While it might seem a little silly in some ways, I suppose, one of the things I really wanted to get on this trip was a sense of real life in India. That is, of course, real life for a typical, middle-class family -- specifically, my husband’s family. What’s it really like to go through the daily acts of simply living here? What does it feel like to be here, to have this as your anchor point to the rest of the world? What does one think about throughout the day? (Big questions, I know.)

I’ve been here on five trips previously, of course, so I’m no stranger to Indian life. But as a first-time visitor, a co-worker on assignment or a wedding attendee (at my own or someone else’s ceremony), it’s impossible to see what a normal, run-of-the-mill day might look like in a normal, run-of-the-mill week.

I’m happy to report that, in my eight days thus far, I am getting a sense of what a normal day at home looks like, at least -- and so while it might bore the Shankar-Bhatnagars, Mathurs and Indian friends following this blog, I shall now report back to you what I’ve learned. In a nutshell, it centers on food -- but perhaps that’s just my skewed view. It also centers on mornings, which, perhaps owing to the high temps of the afternoons, seems to be when most of the work gets done.

Mornings, as I got the sense a few years ago in Bombay, are quiet. It seems from outside that few people are stirring to enjoy this time, as office workers don’t start heading out until 9 a.m. From inside houses, however, I can tell you that preparations for the day are well under way. From 7 a.m. or earlier, chai is boiling, ingredients are being assembled for meals, papers are being read.

Around 8:30 a.m. today in Chandigarh, I stepped out onto the balcony for some fresh morning air. The park across the street was uncharacteristically empty, as the kids, I presume, were all at school. (It’s nearly 4:30 p.m. as I write this, and the park, including its slides and swings, is now teeming with kids.) The traffic on the main road behind the house was calm, such that, aside from the trains just beyond the road, the world was quiet and calm.

Of most interest to me, in this unusual calm, were the street vendors pedaling by on their bikes and bike carts. Vivek has always said that you can get anything delivered in India -- but here in Chandigarh, I’m able to really see it. Veggie wallahs bike by with carts full of turnips, cabbage and those delicious red carrots I’ve only seen in India. Men with burlap sacks tied to their bikes yell out for the “Paper!” they’d like to recycle. Saree- and scarf-sellers even come by -- and last evening, we saw a vendor with a cart full of plastics. The stack of his wares must have been four feet high!

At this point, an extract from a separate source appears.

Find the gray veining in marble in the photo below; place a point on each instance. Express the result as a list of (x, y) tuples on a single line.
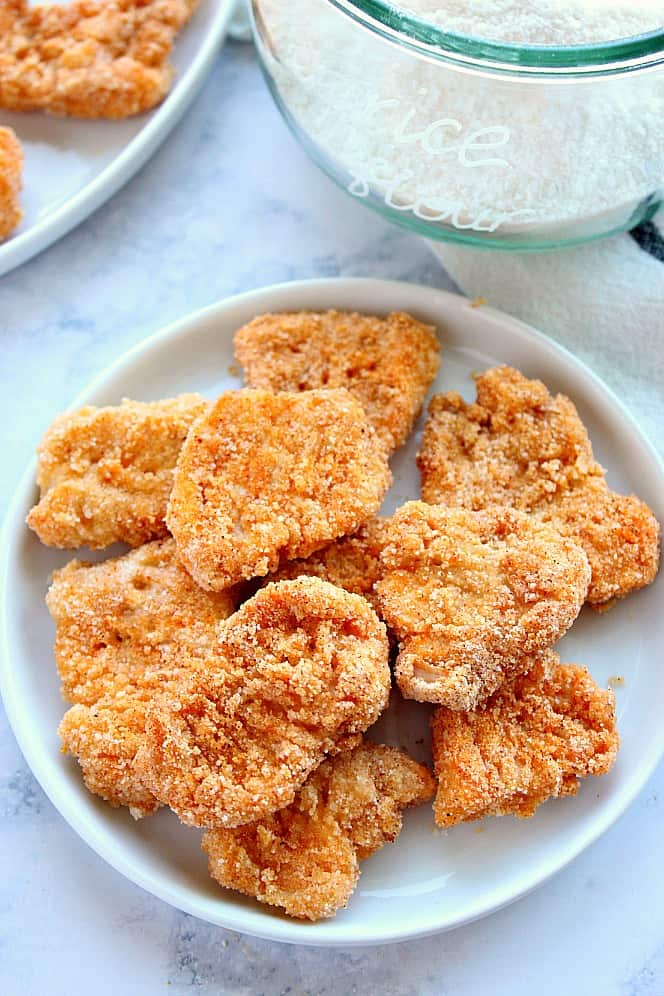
[(227, 204)]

But back to the morning. Sometime during or after breakfast, domestic help arrives, in the form of maids and cooks. Deliveries also begin, including milk, freshly-pressed kurtis from the dhobi or tiny puris for panipuri (Vivek -- you should have been here).

After the rush, lunch happens -- sometime after 12, but closer to it Pops is deciding -- and is often followed by a nap. (Pops told me the other day about how his naps became longer and longer as he got older. I’m trying to keep mine to under an hour for fear that I’ll somehow reverse the defeat of my jet lag.) Kids begin to get out of school around this time, and you can see them walking or biking or even scootering home in their uniforms and backpacks.

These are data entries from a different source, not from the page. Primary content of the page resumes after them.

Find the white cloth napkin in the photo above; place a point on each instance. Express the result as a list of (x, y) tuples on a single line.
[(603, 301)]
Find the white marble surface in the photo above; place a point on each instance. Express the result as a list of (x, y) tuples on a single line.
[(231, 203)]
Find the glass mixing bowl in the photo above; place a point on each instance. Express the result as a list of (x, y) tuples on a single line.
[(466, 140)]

A nap is followed by tea (I can hear ours for today being made now), and soon after, dinner preparations begin again. Dinner, however, typically isn’t eaten until after 8 p.m., so a few hours of work for another day follow. (In my case, that’s packing for our trip to Dehradun tomorrow.)

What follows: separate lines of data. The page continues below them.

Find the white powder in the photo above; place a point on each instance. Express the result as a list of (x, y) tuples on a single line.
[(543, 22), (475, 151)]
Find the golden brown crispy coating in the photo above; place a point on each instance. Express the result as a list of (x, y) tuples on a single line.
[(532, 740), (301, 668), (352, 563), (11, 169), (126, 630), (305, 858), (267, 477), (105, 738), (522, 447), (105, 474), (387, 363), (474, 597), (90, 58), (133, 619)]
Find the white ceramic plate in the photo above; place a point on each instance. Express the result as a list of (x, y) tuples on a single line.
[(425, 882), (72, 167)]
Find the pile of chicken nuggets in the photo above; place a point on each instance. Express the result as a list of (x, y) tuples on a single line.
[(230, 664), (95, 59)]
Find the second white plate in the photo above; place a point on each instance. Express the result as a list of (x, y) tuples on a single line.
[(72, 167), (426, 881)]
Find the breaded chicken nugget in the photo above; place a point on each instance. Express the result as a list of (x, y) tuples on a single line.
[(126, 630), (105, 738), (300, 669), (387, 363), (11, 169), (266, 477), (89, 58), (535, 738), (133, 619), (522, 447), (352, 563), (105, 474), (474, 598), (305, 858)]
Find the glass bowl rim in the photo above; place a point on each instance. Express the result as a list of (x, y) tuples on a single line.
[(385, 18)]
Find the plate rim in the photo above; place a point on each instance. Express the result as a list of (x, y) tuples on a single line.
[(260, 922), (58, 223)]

Of course, in the midst of this, there aren't any sons or daughters running around in the houses where I'm staying. Ma and Pops are each the youngest of their respective families -- and so as their children have grown up and moved out, so have the children of my in-law aunts and uncles. But I can get a sense, least, of what a day in Vivek's life might have been like. (No doubt he'll tell us in the comments, however, if I've missed anything.)